The Ministry for Primary Industries says the new machine has the potential to improve biosecurity and passenger flow at the airport.
The machine will target small bags, rather than suitcases, says MPI Detector Technology Manager Brett Hickman. "This is an area that has the highest risk of bringing fruit fly into the country. Our stats show nearly 90% of seizures of fruit fly host materials are from hand baggage."
MPI biosecurity staff have started directing selected passengers to the new unit during arrival peak times in the morning and evening.
"We have effectively added another lane to the biosecurity area, which speeds up waiting times for passengers."
Hickman says the machine is the most technically advanced X-ray unit operated by MPI, making it easier for operators to detect risk items. "It produces very high quality images.
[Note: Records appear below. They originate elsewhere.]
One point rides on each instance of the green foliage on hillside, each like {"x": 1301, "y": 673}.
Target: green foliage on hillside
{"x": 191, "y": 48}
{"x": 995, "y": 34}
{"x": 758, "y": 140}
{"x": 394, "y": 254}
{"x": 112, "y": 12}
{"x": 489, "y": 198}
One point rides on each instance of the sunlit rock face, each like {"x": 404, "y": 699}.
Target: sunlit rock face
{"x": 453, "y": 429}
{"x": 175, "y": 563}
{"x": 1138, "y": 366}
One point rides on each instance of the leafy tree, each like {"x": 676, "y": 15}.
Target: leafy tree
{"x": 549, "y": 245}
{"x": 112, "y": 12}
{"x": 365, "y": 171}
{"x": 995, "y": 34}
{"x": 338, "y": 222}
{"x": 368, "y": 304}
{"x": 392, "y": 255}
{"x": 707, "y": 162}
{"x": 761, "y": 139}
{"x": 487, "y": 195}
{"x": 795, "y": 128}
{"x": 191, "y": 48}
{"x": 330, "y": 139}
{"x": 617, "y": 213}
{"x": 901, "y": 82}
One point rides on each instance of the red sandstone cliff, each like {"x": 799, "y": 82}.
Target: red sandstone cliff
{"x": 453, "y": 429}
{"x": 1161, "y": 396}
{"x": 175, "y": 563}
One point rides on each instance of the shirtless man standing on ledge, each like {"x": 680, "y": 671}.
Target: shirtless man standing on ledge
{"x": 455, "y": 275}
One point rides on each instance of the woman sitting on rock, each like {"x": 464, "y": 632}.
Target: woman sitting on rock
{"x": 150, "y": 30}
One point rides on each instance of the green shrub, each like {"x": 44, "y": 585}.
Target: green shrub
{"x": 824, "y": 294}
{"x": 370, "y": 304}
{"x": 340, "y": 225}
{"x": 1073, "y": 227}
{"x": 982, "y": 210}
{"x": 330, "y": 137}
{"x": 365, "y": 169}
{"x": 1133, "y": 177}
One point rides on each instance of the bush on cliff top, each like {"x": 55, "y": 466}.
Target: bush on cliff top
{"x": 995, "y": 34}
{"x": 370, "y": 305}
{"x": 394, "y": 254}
It also provides a side and a top view of baggage instead of just a single view.”
He says X-ray screening of baggage plays an important role in preventing unwanted pests and diseases from entering New Zealand. "It is part of a layered approach to managing risk that includes detector dogs and careful risk assessment based on intelligence and passenger profiling."
MPI currently owns and operates 28 fixed X-ray units for baggage scanning at international airports, military bases and the Auckland International Mail Centre.
It also operates three mobile machines used mainly to screen bags carried by cruise ship passengers.